The next thing that intrigued me was the flora throughout the valleys. There didn't appear to be water avaialbe anywhere we could see, but a whole spectrum of plant life seemed to both survive and to thrive. Unfortunately our guide was not so well versed in plant history, but we heard later from an elderly Navajo grandmother that when she was a girl her mother, who lived to be 102 years old, would collect as many as three dozen different desert-dwelling plants to use either as food, medicine, or dyes for her weaving yarn. She told us about one plant that was known to be poisonous but could be placed on your gums if you had a toothache.

When we visited the Navajo grandmother, it was in her traditional Navajo Hogan where she customarily receives members of the public and where she demostrates her weaving skills. Concetta and I have always been fascinated by weaving crafts and often seek out demonstrations when we're traveling. This particular time, while I was watching the grandmother spinning wool for her weaving, I happened to glace up at the rafter construction of the Hogan and was surprised both by the simplicty of the engineering and by the rock-solid sturdiness of the final product. I'm not sure what the style is called, but I bet you could place a full-sized pickup truck on the rounded dome of the Hogan, and the dwelling would have no trouble supporting it.

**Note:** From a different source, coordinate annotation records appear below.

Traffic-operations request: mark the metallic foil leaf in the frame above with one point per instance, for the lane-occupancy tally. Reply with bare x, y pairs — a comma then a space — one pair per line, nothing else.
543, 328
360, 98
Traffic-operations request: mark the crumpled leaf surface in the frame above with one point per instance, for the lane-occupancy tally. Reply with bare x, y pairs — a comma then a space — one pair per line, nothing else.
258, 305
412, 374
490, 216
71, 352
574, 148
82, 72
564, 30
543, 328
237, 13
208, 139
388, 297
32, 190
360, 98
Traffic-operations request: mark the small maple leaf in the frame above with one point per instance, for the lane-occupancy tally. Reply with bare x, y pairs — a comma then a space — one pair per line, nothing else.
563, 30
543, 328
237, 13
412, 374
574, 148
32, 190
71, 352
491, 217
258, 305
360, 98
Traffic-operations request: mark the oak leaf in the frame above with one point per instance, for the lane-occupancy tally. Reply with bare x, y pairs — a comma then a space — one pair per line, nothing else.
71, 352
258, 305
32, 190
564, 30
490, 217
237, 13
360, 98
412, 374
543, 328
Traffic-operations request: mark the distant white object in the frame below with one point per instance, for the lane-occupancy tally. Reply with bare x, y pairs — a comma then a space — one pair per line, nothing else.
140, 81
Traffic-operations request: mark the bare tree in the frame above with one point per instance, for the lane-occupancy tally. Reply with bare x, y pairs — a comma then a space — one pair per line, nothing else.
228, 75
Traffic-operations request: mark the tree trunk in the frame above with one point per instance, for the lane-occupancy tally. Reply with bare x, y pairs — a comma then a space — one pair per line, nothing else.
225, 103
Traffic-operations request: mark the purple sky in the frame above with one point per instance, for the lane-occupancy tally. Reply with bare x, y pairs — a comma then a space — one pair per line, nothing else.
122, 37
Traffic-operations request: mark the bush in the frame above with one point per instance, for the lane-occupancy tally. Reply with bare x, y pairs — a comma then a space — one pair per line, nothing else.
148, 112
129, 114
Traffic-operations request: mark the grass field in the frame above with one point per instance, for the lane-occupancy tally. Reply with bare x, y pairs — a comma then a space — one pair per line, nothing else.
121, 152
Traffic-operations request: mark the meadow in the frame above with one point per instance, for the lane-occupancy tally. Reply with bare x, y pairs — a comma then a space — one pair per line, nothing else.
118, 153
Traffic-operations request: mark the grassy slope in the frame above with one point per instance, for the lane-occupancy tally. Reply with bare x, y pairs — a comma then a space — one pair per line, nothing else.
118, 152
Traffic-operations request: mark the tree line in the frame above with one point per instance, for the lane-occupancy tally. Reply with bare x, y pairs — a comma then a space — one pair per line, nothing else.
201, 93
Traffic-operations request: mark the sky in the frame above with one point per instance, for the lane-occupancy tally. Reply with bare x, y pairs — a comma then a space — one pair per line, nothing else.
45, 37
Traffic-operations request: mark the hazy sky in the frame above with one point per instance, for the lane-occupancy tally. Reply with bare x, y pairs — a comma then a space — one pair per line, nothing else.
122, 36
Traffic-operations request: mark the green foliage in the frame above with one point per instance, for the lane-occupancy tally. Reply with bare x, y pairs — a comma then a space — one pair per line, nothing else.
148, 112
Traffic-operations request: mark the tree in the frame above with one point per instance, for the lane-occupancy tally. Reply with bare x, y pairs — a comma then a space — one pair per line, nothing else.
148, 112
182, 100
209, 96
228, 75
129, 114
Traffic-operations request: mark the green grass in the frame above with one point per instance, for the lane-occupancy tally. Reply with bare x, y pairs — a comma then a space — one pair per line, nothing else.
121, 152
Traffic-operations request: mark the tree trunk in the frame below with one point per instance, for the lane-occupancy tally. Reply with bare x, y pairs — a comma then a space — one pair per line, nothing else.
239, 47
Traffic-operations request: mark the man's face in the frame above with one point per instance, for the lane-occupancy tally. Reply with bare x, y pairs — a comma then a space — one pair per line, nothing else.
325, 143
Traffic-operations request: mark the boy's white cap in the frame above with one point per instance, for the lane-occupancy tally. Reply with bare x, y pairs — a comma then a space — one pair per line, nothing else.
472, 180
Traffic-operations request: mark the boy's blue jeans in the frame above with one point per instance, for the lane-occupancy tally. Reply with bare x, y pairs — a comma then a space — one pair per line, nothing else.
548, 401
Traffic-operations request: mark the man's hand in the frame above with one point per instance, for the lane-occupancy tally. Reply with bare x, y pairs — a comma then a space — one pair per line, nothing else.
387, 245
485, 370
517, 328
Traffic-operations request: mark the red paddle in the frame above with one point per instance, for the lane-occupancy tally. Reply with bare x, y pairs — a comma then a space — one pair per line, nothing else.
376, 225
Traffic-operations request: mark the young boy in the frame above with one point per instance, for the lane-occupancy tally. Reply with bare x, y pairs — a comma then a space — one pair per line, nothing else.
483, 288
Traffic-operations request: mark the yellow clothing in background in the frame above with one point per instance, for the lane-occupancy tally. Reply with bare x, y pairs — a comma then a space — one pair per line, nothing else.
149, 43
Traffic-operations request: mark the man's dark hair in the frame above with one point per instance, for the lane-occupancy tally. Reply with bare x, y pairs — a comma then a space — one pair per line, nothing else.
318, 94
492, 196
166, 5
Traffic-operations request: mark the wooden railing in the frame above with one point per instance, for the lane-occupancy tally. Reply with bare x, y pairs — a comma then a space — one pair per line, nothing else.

One word of advice if you decide to visit Monument Valley, come early in the spring. According to our guide, all the roads are just mobbed with tour vehicles further into the summer. And the public may also drive their own cars and off-road vehicles into the area. Though this morning we saw a very tiny group of other tour trucks in all the areas we visited, by the time we were leaving at 11:30 a.m., there was about twenty times as many vehicles that kept passing us as they entered.

Here at the Monument Valley KOA, you can buy tickets for the tour and the tour vehicle will pick you up in the camp. I definitely recommend them. You can also bring your RV to another camp located to the west of our current location called, I think, Gouldings. Gouldings has their own fleet of tour trucks, but is a smaller camp and more difficult to find a spot to park your RV. Both camps are your basic sand and gravel desert landscaping, though both have trees next to most spaces. Come early in the spring, and you won't have any problems.